In his original review, Roger Ebert held little back. He found it “sickening, utterly worthless, shameful trash,” and “If it is not the worst film I have ever seen, that makes it all the more shameful: People with talent allowed themselves to participate in this travesty.” He even admitted to walking out two hours into what was then a 170-minute film. I’m positively evangelical that one needs to finish the film before writing a word, no matter how egregious the experience, but I do understand the rhetorical benefit that added for his vintage take. Having not seen the version that Ebert described as being “not good art … not good cinema, and … not good porn,” I have to admit that I’ve seen far more egregious examples of cinema than this almost charmingly carnal version. That’s not to say that this is a good film, by any means, but thanks to the decades that have transpired and the new restoration, it’s at least pretty good.
The film’s picture and sound restoration is quite remarkable, so kudos to those that treated the negatives and original materials with respect, and managed to recreate missing soundscapes in seamless ways. The visual splendor of the massive sets with their gaudy colors are only surpassed by the risqué-yet-ill-fitting costumes festooned with baubles and ribbons aplenty. Add in a newly minted title sequence with a “Little Boots” dance tease and you’d be forgiven to think that this is finally the movie they always wanted to make.
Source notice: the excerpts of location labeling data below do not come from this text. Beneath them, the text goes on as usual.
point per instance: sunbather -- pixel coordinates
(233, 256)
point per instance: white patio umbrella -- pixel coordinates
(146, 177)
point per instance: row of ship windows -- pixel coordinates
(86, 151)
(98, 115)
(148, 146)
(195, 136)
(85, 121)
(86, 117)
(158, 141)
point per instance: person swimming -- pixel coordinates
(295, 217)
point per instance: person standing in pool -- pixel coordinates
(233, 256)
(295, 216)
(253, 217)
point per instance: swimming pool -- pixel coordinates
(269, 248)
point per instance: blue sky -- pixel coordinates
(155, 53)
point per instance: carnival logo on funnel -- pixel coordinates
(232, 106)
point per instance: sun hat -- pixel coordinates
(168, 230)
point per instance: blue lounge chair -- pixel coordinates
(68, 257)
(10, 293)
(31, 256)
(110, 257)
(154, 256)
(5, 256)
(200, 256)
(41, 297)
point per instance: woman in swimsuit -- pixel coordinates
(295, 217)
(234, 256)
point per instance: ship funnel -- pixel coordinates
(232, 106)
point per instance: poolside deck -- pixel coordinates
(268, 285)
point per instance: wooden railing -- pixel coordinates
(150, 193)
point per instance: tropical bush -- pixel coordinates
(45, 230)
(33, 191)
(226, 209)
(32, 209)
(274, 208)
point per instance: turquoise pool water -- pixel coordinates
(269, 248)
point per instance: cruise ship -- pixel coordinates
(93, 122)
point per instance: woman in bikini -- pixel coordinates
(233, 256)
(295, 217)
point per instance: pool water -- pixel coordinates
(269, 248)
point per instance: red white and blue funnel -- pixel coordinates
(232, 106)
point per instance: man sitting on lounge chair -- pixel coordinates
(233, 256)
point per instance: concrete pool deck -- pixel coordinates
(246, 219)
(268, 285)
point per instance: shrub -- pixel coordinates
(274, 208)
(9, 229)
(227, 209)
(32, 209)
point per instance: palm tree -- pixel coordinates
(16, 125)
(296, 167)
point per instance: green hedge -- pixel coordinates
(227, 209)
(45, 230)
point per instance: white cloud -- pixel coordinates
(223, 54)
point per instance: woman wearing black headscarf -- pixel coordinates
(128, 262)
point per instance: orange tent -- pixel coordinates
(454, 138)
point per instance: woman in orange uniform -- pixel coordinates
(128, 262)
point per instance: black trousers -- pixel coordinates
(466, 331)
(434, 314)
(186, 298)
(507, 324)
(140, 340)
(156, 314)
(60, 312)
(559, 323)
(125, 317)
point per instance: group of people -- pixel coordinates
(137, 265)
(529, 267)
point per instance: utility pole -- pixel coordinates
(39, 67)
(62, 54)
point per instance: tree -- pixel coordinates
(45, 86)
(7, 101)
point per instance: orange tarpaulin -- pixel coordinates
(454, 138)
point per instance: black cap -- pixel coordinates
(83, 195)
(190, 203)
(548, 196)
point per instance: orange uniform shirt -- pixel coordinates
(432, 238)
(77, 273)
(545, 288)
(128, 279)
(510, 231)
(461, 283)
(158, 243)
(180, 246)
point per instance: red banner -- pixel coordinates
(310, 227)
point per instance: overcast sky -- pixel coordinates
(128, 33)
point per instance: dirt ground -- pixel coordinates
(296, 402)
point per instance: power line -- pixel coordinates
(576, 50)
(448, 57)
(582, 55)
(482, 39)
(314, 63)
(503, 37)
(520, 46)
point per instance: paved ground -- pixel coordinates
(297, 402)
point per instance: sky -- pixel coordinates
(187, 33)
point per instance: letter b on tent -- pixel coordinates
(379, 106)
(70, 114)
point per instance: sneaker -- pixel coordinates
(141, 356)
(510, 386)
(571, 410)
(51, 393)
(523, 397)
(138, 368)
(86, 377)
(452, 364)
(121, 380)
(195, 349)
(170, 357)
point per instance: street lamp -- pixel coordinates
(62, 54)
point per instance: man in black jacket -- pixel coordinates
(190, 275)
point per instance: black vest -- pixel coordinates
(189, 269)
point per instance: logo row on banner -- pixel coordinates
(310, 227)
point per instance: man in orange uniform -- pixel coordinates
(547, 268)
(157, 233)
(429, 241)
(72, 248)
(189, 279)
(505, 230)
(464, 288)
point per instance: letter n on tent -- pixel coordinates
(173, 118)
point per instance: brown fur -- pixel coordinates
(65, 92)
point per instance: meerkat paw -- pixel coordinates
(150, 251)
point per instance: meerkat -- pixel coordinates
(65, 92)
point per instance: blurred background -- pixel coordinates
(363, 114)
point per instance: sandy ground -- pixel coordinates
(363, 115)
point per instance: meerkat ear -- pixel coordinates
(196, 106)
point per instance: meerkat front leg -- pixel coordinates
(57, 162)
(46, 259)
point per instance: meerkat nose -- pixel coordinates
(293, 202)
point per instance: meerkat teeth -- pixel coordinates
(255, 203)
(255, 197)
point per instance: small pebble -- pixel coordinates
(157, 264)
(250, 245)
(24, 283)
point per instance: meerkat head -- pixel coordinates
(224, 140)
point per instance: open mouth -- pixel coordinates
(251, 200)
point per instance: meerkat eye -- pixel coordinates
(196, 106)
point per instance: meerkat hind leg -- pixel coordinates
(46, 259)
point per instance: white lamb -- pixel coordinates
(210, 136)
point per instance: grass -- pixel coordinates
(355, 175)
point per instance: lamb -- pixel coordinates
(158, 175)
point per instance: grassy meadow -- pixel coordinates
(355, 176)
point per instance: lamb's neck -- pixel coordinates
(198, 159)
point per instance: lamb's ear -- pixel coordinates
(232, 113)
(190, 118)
It seems, however, that the rise from the dead of “Caligula” has more hurdles to jump, as the original director is apparently suing Penthouse Productions to stop its subsequent release after the one screening at this festival. This may not be on the level of the famous “Kill Bill” secret screening at Cannes for a one-and-done marker, but if I was witness to the only time this uncircumcised version of “Caligula” is played to an audience, half of whom stayed until the sordid, silly end, then that is perhaps a victory worth celebrating by mimicking McDowell’s second most disturbing dance sequence.